I have in mind voices that are not about the truth, but are very influential. For instance, there is political rhetoric, whether from politicians, pundits, or others, that is is not about the truth, but about scoring points in order to advance your positions. Persuasive speech has its place, but here it is dislocated from the truth. Even when this rhetoric intends a good end, it is wrong because it does not lead people to the truth in order to lead them to the realization of what is good. Another false voice is political correctness, which does not care about seeking the truth, but cares about avoiding what is considered offensive. Yet it is very influential, not only by silencing people through the fear that they will be branded hateful or ignorant if they disagree, but also by convincing many that this branding is appropriate. A further false voice is the one that calls for almost mob-like public scrutiny. There is a place for public scrutiny in a free and democratic society and the press has a role in providing information so that the public can exercise this scrutiny appropriately. But we sometimes take public scrutiny too far, wanting to hold opinions and make judgments about matters that are not our business or about which we do not have enough information. The media can encourage this by sensationalizing issues, but the sensationalism appeals to a desire within ourselves. We find a certain satisfaction in looking down on the foibles of others. We can even enjoy being indignant at others! Perhaps this allows us to think well of ourselves for condemning evil and distracts us from seeing our own faults. There is plenty to criticize and some things to be mad about in our society, but even warranted criticism can slip into this self-serving criticism. St. Paul says that love “does not rejoice in wrongdoing, but rejoices in the truth.” There is a place for public scrutiny, but sometimes it is not about the truth and it rejoices in wrongdoing rather than be saddened by it.

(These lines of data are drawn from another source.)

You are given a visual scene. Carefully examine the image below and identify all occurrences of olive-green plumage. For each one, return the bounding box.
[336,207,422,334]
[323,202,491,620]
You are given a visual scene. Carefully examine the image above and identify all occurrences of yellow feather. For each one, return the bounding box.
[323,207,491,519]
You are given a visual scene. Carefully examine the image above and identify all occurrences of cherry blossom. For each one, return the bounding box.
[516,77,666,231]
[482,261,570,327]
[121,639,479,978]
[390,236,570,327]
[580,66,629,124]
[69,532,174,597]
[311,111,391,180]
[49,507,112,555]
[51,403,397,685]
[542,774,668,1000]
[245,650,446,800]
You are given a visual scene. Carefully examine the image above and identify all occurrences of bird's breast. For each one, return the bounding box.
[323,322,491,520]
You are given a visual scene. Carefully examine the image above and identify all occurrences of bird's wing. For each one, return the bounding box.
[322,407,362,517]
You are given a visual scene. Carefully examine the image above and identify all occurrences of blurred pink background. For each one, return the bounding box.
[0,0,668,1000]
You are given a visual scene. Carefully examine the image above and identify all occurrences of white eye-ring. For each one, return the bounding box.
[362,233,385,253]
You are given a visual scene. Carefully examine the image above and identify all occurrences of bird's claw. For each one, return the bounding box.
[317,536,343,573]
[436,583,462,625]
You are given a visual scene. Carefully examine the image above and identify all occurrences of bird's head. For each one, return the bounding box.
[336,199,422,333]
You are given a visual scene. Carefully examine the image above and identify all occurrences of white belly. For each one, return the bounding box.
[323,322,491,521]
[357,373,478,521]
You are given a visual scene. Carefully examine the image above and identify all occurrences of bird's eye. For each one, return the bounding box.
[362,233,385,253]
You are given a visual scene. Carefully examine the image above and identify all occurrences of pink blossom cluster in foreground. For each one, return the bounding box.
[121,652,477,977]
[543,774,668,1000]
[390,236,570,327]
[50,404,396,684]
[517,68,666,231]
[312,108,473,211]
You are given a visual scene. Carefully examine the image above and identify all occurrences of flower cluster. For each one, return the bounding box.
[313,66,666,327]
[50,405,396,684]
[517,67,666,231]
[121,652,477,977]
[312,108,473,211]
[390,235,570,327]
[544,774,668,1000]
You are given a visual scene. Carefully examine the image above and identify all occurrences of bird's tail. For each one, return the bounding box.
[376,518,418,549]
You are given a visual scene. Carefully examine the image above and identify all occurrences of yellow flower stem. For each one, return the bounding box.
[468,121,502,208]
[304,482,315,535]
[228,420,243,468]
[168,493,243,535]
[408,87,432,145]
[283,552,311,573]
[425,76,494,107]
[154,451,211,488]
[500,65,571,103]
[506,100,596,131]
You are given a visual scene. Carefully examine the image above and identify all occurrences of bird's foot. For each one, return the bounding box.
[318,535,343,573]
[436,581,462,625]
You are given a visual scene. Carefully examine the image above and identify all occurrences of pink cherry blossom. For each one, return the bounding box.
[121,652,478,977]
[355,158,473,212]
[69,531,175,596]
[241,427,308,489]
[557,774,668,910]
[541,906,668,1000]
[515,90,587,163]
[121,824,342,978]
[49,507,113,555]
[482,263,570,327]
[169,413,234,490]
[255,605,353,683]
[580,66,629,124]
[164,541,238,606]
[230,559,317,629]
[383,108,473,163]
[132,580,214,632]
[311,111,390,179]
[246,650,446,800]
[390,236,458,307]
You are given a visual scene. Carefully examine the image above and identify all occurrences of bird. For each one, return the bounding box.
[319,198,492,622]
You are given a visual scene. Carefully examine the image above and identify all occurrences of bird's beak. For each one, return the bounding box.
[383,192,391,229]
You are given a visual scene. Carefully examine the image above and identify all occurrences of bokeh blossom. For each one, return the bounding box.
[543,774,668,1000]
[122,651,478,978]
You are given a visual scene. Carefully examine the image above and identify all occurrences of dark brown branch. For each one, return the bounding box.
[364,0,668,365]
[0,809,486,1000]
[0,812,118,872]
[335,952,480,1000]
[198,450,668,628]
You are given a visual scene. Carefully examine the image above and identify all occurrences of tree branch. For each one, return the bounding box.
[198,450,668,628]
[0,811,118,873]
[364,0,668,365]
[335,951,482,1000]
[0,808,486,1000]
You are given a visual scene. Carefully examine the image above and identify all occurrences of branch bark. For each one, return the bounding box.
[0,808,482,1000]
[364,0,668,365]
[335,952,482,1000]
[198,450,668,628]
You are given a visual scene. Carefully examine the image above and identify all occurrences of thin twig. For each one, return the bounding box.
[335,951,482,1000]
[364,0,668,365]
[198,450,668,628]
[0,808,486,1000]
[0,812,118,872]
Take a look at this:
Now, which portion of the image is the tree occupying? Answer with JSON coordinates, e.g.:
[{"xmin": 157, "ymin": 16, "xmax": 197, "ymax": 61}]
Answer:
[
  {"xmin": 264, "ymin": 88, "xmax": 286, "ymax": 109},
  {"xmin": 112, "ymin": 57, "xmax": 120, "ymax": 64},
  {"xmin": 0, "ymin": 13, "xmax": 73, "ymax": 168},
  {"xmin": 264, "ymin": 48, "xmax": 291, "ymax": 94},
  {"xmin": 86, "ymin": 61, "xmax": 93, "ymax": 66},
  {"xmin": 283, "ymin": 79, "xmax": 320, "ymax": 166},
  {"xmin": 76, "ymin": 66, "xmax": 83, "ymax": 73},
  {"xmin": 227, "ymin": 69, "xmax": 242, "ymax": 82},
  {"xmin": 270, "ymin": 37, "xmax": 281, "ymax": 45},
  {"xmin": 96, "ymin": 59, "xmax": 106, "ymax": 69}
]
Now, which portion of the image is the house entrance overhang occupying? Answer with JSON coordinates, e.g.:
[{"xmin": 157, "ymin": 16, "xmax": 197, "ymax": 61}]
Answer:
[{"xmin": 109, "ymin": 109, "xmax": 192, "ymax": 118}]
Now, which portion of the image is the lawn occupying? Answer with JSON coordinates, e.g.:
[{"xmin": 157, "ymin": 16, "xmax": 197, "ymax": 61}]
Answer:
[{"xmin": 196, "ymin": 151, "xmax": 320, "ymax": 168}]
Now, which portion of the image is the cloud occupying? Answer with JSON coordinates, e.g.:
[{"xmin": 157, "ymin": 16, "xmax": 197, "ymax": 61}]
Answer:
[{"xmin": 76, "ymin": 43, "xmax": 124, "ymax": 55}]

Fleeing such voices and their untruthfulness is a flight from the world that requires some determination. It means seeing the voices for what they are and not allowing them influence over our thinking. This turning from the world requires also a certain turning within in order to keep contact with the truth. The only place one can recognize the truth is within. This interiority is not a neglect of one’s duties in the world, but a necessity for engaging the world truthfully. It allows one room to use one’s sense of the truth to analyze one’s experiences and thus to learn from them. The Cistercian tradition of Benedictine monasticism likes to note that experience is a great teacher. If we cultivate an appropriate interiority, then experience can teach us the deeper truths we, individually and as a society, need to live by. If instead we let the false voices govern us, we lose touch with the truth and are tossed to and fro and carried about by human trickery (cf. Eph 4:14).
But cultivating the right kind of interiority requires yearning for the truth itself, which is ultimately God, and observing some practices, such as keeping moments of silence and having some structure in one’s day. St. Benedict is an example of this and many, without joining a monastery, find him a good guide in this way.